Second, the problem as given by the OP does not tell us what is potentially relevant, namely how many questions were asked of each subject. But it makes sense to assume one question.
I like to start with identifying the probability space. The probability space with respect to each subject is:
Subject 1, 2 possibilities, namely lies and is flagged (1 * 0.9 = 0.9) or lies and is not flagged (1 * 0.10 = 0.1), adding to 1;
Subject 2, 4 possibilities, namely lies and is flagged (0.7 * 0.9 = 0.63), lies and is not flagged (0.7 * 0.1 = 0.07), does not lie and is flagged (0.3 * 0.1 = 0.03). or does not lie and is not flagged (0.3 * 0.9 = 0.27), adding yp to 1; and
Subject 3, 4 possibilities, namely lies and is flagged (0.1 * 0.9 = 0.09), lies and is not flagged (0.1 * 0.1 = 0.01), does not lie and is flagged (0.9 * 0.1 = 0.09). or does not lie and is not flagged (0.9 * 0.9 = 0.81).

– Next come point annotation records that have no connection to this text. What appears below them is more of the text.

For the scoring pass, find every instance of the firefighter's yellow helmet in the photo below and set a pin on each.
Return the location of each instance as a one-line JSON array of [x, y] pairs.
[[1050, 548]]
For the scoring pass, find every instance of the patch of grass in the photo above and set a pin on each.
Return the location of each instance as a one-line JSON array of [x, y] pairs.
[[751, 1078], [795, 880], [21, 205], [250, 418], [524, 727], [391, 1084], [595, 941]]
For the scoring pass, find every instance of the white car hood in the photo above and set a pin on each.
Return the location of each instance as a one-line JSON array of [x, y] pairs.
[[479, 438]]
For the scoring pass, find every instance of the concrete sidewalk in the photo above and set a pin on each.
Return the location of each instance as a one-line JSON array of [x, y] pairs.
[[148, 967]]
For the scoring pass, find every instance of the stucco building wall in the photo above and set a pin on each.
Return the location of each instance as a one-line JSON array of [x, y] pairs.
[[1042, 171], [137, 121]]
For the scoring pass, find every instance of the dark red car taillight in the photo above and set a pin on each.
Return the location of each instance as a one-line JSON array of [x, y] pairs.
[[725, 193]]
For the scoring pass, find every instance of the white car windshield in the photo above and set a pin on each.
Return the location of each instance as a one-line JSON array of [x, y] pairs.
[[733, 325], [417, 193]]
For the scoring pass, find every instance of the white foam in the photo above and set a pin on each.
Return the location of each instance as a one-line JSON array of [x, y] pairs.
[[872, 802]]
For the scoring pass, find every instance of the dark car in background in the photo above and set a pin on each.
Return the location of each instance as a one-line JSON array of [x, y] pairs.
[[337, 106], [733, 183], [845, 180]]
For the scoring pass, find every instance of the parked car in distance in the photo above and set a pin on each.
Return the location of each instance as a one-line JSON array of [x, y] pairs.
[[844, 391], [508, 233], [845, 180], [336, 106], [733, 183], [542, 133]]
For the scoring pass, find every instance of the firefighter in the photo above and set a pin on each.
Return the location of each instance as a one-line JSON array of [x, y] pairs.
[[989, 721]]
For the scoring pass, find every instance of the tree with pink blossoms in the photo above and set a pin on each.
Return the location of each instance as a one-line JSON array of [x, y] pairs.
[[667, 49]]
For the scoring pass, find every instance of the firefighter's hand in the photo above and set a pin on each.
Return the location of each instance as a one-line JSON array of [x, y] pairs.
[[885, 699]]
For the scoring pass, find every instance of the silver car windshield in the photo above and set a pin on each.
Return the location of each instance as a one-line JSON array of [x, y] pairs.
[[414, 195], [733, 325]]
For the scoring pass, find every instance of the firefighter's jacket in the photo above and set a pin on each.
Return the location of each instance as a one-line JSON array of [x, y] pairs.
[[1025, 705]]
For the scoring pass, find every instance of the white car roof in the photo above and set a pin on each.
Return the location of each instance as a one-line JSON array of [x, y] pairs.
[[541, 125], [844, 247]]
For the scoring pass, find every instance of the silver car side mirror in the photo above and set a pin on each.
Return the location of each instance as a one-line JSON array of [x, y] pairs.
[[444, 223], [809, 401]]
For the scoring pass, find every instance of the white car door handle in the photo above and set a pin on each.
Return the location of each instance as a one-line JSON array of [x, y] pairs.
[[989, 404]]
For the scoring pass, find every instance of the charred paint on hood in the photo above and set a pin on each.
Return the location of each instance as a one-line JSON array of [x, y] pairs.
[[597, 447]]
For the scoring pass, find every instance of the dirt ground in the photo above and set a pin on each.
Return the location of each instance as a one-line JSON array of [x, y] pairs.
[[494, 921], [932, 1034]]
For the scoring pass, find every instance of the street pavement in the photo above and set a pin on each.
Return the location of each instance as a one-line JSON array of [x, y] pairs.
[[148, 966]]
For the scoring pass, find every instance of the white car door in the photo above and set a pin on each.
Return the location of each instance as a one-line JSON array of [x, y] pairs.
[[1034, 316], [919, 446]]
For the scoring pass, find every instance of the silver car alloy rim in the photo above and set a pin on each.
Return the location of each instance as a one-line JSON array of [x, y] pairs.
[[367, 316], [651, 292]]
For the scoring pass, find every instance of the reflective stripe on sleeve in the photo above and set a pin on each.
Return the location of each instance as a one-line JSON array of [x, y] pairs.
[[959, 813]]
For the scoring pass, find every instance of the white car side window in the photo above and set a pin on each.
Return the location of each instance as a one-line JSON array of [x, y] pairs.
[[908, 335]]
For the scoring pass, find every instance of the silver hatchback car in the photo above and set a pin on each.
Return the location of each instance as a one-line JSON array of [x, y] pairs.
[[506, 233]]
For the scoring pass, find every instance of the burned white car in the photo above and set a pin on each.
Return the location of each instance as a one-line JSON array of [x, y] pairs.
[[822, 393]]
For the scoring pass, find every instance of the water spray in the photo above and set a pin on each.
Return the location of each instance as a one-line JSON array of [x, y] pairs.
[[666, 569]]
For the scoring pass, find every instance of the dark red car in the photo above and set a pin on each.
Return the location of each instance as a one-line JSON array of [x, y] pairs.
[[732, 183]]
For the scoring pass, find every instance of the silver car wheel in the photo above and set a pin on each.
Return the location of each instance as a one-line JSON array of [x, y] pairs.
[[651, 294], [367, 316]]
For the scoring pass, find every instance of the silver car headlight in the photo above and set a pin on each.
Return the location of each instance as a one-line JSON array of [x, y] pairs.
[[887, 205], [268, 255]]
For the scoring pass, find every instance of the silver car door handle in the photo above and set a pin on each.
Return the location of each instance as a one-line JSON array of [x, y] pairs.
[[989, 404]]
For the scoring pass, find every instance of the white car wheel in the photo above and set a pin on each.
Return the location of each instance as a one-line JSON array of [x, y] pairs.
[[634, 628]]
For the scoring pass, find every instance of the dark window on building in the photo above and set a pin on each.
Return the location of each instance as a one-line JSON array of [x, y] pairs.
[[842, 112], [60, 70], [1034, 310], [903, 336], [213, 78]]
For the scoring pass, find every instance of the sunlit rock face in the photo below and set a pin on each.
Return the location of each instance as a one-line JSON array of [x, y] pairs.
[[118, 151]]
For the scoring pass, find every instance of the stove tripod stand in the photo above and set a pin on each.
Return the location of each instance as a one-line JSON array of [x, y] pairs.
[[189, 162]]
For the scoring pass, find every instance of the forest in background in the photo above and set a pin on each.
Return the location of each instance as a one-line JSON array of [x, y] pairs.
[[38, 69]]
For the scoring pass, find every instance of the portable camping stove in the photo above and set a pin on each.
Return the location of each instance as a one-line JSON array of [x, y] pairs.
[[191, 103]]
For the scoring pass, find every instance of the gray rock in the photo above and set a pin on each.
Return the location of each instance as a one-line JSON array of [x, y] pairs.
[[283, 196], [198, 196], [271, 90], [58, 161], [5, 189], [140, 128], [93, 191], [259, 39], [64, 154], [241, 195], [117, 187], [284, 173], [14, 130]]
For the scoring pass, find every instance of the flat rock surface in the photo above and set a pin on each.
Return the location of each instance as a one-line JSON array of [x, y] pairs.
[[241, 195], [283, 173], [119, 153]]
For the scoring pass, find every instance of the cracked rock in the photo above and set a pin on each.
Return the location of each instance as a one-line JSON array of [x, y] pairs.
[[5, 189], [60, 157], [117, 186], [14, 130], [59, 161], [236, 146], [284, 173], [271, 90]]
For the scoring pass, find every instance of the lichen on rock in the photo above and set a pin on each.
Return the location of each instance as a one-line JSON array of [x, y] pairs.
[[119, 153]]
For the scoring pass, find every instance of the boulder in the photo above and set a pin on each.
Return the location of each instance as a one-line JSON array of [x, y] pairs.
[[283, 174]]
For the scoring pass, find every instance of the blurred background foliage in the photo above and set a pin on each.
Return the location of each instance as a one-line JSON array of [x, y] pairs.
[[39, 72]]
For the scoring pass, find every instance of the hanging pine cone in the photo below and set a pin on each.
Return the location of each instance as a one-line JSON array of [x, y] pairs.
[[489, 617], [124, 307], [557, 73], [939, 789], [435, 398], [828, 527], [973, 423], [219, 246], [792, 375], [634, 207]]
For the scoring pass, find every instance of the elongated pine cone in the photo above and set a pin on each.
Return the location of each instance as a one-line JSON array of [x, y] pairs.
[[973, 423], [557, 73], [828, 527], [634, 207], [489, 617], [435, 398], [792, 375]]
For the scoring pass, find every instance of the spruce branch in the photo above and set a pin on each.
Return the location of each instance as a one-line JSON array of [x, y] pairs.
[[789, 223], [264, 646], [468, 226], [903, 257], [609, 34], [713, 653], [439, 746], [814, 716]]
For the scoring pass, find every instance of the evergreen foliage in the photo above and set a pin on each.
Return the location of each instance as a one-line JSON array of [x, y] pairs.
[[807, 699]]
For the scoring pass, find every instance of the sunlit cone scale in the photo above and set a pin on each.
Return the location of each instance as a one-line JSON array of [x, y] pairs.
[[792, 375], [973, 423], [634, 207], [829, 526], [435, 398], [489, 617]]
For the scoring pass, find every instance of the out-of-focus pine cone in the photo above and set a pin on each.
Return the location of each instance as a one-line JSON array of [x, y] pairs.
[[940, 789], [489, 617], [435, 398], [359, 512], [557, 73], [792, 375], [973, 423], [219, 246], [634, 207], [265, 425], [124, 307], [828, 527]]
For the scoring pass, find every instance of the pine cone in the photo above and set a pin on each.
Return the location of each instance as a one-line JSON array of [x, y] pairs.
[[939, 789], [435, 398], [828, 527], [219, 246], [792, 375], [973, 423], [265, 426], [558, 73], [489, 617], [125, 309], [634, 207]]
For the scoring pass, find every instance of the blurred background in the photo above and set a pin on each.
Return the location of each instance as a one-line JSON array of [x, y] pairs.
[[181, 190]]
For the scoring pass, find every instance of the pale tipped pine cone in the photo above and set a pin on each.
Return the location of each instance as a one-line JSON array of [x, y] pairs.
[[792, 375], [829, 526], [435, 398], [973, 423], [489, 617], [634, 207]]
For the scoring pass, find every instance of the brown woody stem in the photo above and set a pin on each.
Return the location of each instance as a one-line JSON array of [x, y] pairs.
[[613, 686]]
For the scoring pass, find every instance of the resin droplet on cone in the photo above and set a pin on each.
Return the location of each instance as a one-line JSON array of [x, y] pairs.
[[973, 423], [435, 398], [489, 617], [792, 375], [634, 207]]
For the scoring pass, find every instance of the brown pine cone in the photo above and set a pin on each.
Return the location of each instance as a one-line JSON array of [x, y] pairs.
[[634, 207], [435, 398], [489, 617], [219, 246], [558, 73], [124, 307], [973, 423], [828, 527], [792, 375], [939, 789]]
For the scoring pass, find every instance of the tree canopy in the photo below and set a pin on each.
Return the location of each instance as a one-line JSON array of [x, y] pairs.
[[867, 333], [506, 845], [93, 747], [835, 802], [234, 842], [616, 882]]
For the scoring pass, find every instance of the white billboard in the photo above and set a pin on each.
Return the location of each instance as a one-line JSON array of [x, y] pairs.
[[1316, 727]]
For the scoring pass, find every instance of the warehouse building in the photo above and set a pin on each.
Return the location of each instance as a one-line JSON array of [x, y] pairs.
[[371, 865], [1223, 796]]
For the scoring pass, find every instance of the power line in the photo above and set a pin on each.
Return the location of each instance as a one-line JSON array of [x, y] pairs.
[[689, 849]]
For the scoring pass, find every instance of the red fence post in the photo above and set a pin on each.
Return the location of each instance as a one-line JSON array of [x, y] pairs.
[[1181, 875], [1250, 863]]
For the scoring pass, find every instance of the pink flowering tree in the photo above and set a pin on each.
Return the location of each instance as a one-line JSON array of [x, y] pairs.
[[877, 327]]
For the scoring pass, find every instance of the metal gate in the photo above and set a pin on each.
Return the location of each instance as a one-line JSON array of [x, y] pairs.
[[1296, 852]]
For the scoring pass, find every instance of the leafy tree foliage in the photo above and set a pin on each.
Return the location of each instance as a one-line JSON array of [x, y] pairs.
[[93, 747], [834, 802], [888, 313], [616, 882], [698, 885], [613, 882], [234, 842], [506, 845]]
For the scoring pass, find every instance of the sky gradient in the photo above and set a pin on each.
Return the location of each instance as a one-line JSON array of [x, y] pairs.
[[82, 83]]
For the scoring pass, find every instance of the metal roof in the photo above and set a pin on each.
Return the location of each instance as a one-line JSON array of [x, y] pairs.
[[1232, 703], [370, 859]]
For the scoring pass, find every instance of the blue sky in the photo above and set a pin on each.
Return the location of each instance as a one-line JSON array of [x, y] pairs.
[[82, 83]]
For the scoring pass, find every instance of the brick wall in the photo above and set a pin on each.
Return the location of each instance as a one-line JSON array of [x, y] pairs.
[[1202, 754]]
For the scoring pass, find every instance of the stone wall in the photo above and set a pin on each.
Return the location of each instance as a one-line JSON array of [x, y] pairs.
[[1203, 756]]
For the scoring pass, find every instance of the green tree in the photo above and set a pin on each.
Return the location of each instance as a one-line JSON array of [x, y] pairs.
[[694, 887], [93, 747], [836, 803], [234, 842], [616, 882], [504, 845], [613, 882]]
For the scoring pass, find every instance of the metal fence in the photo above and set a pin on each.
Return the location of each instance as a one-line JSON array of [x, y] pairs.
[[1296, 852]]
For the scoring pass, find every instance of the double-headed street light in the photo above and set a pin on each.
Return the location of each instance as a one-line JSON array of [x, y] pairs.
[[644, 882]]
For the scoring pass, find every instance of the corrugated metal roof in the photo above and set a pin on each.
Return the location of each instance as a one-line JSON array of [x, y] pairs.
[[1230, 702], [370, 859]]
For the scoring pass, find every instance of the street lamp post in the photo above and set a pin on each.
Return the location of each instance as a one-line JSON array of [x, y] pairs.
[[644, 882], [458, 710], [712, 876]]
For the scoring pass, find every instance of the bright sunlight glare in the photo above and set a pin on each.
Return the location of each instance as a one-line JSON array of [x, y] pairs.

Thus, there are 2 * 4 * 4 = 32 joint probabilities to consider. If you want to develop all of them and avoid computational error, it is probably easiest to use a spreadsheet. And obviously, on this kind of problem, as the number of joint probabilities rises, using a spreadsheet to generate a complete list of probabilities (which is nice to do as a checking mechanism) becomes more and more efficient. But it is not necessary for this problem.
Given independence, we have
[MATH]\text {P(subject 1 only one flagged)} =[/MATH]
[MATH]]0.9(0.07+0.27)(0.01 + 0.81) = 0 .9 * 0.34 * 0.82 = 0.25092.[/MATH]
[MATH]\text {P(subject 2 only one flagged)} =[/MATH]
[MATH]]0.1(0.63+0.03)(0.01 + 0.81) = 0 .1 * 0.66 * 0.82 = 0.05412.[/MATH]
[MATH]\text {P(subject 3 only one flagged)} =[/MATH]
[MATH]]0.1(0.01 + 0.81) = 0 .1 * (0.07+0.27) * (0.09 + 0.09) = 0.1 * 0.34 * 0.18 = 0.00612.[/MATH]
[MATH]\therefore \text {P(exactly one flagged)} = 0.25092 + 0.05412 + 0.00612 = 0.31116[/MATH]
[MATH]\text {P(subject 1 flagged given only one flagged)} = \dfrac{0.25092}{0.31116} \approx 80.6\%.[/MATH]
Where did Halls go astray?
How I would solve this: imagine 1000 such tests.
The test shows positive for A 900 times, negative for B and C 340+ 660= 900 times, a total or 900+ 900= 1800 times.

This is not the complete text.